And, She’s Down at the 5!
This year, beginning in early August, I was running on full throttle from late summer straight through fall. There was the trip with the Folk Alley RV to Newport, Storycorps visit to Akron, PRPD in Cleveland, Whad’Ya Know? in Wooster, WKSU’s Fall Fund Drive and then the Kent State Folk Festival. Mix in a bunch of regional events, and I was just plain busy! My blog went quiet and there were no craft projects for September, October or November. Picture a candle burning at both ends with the wax in the middle slowly disappearing into the ether.
Then, the second Thursday of the Folk Festival, the candle went out and I got sick. Not just a little cold or case of the sniffles. Not even the swine flu (which would have been unpleasant enough). No, I got full-blown pneumonia - high fever for a week, coughing, bronchial spasms, trouble breathing.
I would say that everyone I know has heard this story, because the first words out of my mouth these days seem to be, “I’m a
little behind because I had pneumonia.” It’s boring, but (as medical events go) the illness affected my daily life like a stick in the spokes of a racing bike. Everything stopped. I couldn’t work the final two days of the festival - usually my busiest time. All I did was lie on the sofa and text my co-workers who (brilliantly) took over when they had questions that only I could answer.
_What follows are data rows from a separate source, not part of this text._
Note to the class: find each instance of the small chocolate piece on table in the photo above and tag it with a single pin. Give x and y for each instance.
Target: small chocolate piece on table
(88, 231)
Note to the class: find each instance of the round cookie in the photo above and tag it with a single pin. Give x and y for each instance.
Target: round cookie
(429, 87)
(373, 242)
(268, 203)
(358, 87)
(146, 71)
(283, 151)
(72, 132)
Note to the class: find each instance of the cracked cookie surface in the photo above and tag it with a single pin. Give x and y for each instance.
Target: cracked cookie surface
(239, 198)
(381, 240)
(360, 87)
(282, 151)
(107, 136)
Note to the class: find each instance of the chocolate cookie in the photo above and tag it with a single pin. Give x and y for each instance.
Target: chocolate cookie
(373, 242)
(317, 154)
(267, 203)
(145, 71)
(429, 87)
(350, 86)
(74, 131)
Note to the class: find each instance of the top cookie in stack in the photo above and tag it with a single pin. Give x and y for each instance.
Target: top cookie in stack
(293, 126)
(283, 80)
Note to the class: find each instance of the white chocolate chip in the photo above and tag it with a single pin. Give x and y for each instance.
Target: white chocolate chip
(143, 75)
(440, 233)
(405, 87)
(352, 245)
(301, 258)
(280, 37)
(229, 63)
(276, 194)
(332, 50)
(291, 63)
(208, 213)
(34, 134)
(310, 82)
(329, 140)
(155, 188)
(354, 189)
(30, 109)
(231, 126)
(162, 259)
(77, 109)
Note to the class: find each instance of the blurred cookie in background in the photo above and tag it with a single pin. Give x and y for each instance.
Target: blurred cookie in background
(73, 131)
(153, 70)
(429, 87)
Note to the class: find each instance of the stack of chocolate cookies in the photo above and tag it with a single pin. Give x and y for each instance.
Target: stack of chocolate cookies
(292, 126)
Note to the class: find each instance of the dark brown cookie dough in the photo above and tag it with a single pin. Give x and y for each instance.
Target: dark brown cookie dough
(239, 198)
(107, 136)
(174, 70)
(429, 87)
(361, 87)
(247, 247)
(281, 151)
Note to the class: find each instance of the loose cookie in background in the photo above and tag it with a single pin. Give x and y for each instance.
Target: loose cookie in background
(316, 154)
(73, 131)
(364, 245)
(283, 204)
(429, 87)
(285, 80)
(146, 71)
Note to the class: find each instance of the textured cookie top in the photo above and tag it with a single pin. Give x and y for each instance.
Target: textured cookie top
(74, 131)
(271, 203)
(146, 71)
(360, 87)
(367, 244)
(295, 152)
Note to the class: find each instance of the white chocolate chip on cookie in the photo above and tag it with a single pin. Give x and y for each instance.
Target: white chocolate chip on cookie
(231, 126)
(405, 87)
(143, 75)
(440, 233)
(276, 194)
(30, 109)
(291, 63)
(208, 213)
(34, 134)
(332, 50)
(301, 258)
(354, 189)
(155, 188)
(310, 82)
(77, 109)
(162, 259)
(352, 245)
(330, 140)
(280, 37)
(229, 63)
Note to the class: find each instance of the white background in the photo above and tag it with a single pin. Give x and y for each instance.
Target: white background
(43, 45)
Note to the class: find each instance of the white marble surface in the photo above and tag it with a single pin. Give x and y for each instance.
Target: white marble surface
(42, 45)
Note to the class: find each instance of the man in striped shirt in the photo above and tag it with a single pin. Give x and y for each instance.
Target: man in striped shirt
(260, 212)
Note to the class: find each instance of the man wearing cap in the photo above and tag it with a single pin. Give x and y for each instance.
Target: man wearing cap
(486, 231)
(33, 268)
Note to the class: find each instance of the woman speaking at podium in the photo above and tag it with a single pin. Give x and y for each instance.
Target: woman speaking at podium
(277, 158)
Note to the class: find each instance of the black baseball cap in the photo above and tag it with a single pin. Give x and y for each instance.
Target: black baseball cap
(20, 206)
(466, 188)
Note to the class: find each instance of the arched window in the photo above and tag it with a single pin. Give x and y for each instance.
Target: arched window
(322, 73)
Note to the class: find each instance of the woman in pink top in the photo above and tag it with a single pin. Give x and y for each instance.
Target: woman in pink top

The doctor listened to my symptoms on the phone, but they’ve been hammered with packed waiting rooms and - since it sounded like the flu - they suggested a wait and see approach. I didn’t want to be the whiny patient, so I waited. Every day, I would wake up and think, “Maybe today my fever will break,” but by the afternoon, it would be up around 102. My iPhone became my new best friend because I could use the stopwatch when taking my temperature and check my E-mail from the couch. The first Saturday, I tried to sit up at the laptop and my fever spiked so high that I was hallucinating.
On Tuesday, I called the doctor again and I must have sounded optimistic, because we decided that I would wait until the end of the week to decide if I needed to come into the office. My days now involved a ritual of alternating Day-Quil with Tylenol and Mucinex and drinking tons of water - food was mostly a no-go. I tried steam at night (which set off riotous spasms) and a mix of night-time cold relievers - nothing let me get more than a couple of hours of sleep at a time.
To be fair, I was afraid to sleep. The fever and coughing had me worried that if I fell asleep, it might end there (this is a hazard of living alone). And I wasn’t alone. My friends were worried, colleagues were concerned and my Mother was calling people in town to see if they would go and check on me (I hooked up Skype so Mom could see that I was still alive). With Thanksgiving coming, I skipped my annual trip to Indiana when my parents decided to load up the turkey and make the journey to my house.
After a week of not eating or sleeping and ingesting an interesting mix of over-the-counter medications, I called my doctor’s office and begged them to see me (note: crying helps in this situation). I don’t know if it made me feel vindicated when the diagnosis proved I actually was sicker than I’d ever been (in my life - I did a survey), but at least I finally got a giant pile of antibiotics that instantly brought my fever down. The worst part was going to the drugstore and being sent home for my prescription card. At least it wasn’t snowing.
The second round of antibiotics seemed to finish things off, but I lost two weeks of my life and I’m still coughing. I’ve only been to the gym a couple of times this month. My friends are filled with dire predictions about the future of my lungs. And it was really scary being alone when I wasn’t sure what was going to happen next. Looking forward, my health issues should prove good motivation for organizing my medical information in a way that other people (ie my family) know what I know if I’m not in a position to tell them.
I’ll make that a New Year’s resolution - along with promising not to start all sentences with, “Did I tell you about my pneumonia?”